Welche Unterstützung erfahrt ihr vom Rest der Gesellschaft?

Um ehrlich zu sein, wie bei jedem gerechten Kampf, mangelt es an Händen und Sichtbarkeit. Obwohl nach und nach, wie im Universitätsstreik von 2011, der etwa sechs Monate andauerte, Eltern, Passant*innen, Straßenhändler*innen, Indígenas, Bäuer*innen- und Agrarorganisationen, die Gewerkschaften, ein Großteil der Schüler*innen beginnen, unsere Forderungen zu unterstützen und anzuerkennen.
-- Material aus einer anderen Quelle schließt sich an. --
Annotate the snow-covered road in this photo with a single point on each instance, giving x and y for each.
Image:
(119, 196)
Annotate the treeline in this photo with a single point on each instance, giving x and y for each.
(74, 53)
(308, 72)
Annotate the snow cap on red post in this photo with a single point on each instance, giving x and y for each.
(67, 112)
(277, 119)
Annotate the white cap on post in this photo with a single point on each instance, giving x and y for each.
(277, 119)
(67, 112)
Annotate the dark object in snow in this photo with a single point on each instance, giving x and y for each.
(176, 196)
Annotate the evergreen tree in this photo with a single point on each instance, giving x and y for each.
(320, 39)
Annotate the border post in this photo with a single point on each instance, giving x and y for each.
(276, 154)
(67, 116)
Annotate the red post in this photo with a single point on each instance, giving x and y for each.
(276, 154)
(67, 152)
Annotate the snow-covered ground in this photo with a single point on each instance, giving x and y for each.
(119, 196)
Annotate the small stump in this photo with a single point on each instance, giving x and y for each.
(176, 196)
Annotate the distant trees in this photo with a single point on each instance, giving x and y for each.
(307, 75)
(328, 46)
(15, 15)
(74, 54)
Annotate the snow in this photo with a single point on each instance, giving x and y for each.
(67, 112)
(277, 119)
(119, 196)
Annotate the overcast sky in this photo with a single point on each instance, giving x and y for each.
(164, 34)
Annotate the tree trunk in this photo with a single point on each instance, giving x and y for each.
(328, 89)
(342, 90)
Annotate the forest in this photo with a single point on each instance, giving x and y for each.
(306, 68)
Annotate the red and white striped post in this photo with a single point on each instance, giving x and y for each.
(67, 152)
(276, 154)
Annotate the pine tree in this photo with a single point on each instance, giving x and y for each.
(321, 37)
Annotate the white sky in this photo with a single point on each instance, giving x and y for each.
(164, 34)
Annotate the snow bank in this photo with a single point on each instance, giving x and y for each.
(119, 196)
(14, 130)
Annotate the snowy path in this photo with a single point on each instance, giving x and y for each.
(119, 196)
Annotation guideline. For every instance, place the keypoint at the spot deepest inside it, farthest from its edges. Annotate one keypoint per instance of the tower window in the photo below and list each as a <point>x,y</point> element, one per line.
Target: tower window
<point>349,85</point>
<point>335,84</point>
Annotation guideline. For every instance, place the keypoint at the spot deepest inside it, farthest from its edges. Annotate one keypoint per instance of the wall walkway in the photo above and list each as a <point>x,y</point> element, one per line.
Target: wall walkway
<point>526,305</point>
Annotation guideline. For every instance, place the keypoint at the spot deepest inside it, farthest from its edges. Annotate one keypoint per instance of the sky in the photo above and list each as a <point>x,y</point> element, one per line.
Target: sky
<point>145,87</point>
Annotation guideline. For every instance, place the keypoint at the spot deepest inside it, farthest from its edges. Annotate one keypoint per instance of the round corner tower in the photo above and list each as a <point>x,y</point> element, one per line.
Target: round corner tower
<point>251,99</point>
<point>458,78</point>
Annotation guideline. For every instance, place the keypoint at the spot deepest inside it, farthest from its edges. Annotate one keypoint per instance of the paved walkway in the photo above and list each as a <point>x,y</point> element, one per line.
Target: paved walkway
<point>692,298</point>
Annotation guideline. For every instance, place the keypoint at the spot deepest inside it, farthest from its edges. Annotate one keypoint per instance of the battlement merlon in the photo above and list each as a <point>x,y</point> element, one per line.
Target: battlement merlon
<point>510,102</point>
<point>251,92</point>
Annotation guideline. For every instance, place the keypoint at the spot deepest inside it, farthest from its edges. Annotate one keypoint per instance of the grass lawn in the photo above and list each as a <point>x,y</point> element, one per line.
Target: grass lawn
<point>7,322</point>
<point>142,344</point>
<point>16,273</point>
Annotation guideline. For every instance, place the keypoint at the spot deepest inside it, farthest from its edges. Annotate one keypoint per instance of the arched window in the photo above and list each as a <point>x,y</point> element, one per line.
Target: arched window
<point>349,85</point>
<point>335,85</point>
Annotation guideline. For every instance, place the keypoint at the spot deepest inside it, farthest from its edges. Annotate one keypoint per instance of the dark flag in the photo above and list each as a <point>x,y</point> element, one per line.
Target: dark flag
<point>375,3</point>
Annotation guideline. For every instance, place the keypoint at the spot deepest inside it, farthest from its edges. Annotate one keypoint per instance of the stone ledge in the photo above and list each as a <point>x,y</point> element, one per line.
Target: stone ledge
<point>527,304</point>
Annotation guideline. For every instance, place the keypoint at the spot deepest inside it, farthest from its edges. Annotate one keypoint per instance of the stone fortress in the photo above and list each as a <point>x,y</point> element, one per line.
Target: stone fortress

Am 23. Oktober haben auch 350.000 Lehrer*innen für 24 Stunden ihre Arbeit niedergelegt. 8 Millionen Schüler*innen hatten daher keine Schule. In Bogotá waren 20.000 Lehrkräfte auf der Straße.
Der Beschluss des größten Verbands der Sekundarschullehrer*innen, sich unserem Streik für einen Tag anzuschließen ist wertvoll, reicht aber nicht aus. Als wir uns am 17. Oktober wieder die Straßen Bogotás nahmen, waren wir nur noch 17.000 statt 40.000 wie in der Vorwoche. Die Kräfte schwinden also.

Wie hat die rechte Regierung von Duque auf die Proteste reagiert?

Diese antidemokratische und zynische Regierung, die im Dienste des Privatsektors und der multinationalen Konzerne steht und Verbündete der neuen globalen Rechten ist, wollte die berechtigte Forderung von Hunderttausenden nicht hören, hat nur provokative Erklärungen abgegeben und noch nicht einmal über unser Zehn-Punkte-Papier verhandeln wollen.

Ein Teil der Bewegung wurde aber zum Dialog eingeladen. Warum wurde die Einladung abgelehnt?

Die Arbeitgeber*innenregierung spielt „teile und herrsche“. Sie lud nur die ACREES (Asociación Colombiana de Representantes Estudiantiles, kolumbianischer Verband der Studierendenrepräsentant*innen) ein. Diese lehnte solidarisch und geschlossen das Regierungsmanöver des Bildungsministeriums ab.

Was sind die nächsten Schritte?

Durch die Fortsetzung des Streiks fühlt sich die Regierung hoffentlich bald gezwungen, sich mit den verschiedenen studentischen Gremien sowie den Lehrer*innengewerkschaften an einen Tisch zu setzen.

Der Präsident hat doch versprochen, das Budget zu erhöhen. Warum wart ihr damit nicht zufrieden?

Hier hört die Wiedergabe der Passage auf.